In-gel activity of complex I
The activity of complex I was evaluated by using in-gel activity assay. For this, after electrophoresis, gels were washed in running buffer to eliminate any rest of loading buffer. Then, gels were incubated in fresh activity solution (0.1 M Tris-HCl, pH 7.4, 1 mg/mL nitro blue tetrazolium chloride, and 0.14 mM NADH) at room temperature during 30–60 min68. Reaction was stopped by washing the gels with distilled water. Apparition of blue–purple precipitate indicates the activity of NADH oxidase, one of the activities of complex I, confirming by this manner the localization of this complex.
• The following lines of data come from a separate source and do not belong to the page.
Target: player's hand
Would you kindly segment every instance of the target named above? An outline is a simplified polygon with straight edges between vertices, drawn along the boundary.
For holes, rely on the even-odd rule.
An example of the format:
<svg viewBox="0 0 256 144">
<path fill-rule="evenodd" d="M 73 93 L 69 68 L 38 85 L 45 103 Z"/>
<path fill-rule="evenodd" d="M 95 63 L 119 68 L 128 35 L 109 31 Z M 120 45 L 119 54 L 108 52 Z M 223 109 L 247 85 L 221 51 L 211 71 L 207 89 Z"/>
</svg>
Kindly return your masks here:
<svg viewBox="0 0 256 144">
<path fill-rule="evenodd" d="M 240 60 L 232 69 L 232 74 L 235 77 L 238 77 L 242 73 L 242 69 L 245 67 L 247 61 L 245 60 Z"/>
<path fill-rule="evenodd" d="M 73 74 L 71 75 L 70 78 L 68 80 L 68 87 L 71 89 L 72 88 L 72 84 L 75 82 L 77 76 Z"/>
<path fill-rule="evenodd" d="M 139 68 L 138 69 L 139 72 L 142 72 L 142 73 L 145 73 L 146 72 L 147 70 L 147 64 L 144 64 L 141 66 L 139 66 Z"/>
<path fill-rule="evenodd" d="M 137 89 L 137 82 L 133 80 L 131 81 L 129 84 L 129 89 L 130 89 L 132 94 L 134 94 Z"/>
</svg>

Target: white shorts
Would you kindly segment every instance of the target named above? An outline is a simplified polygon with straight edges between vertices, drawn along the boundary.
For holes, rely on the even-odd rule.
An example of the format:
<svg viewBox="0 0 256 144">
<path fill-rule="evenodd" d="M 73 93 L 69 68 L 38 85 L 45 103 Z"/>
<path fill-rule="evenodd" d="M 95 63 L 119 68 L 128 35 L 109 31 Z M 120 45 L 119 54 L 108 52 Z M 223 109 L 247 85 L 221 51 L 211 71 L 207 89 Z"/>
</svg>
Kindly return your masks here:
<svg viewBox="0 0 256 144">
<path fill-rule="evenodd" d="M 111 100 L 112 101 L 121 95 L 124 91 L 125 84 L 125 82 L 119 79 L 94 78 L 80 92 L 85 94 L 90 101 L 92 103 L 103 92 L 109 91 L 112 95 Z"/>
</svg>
Pyruvate dehydrogenase activity
The PDH activity was determined in isolated mitochondria from fresh cells (Mitochondria Isolation Kit, BioVision) by using a coupled enzyme reaction, which results in a colorimetric product proportional to the enzymatic activity (BioVision). Acetyl-CoA (Sigma) was added directly to the mitochondrial lysates (10 mM) before the assay.
Cell growth assays
Cell proliferation was measured by counting cells after trypsinization in 2D cultures. In 3D cultures, spheroids were desegregated before counting. The average spheroid size was determined by measuring the maximum cross-sectional area of individual spheroids by using the ImageJ software. A minimum of ten images per condition were used.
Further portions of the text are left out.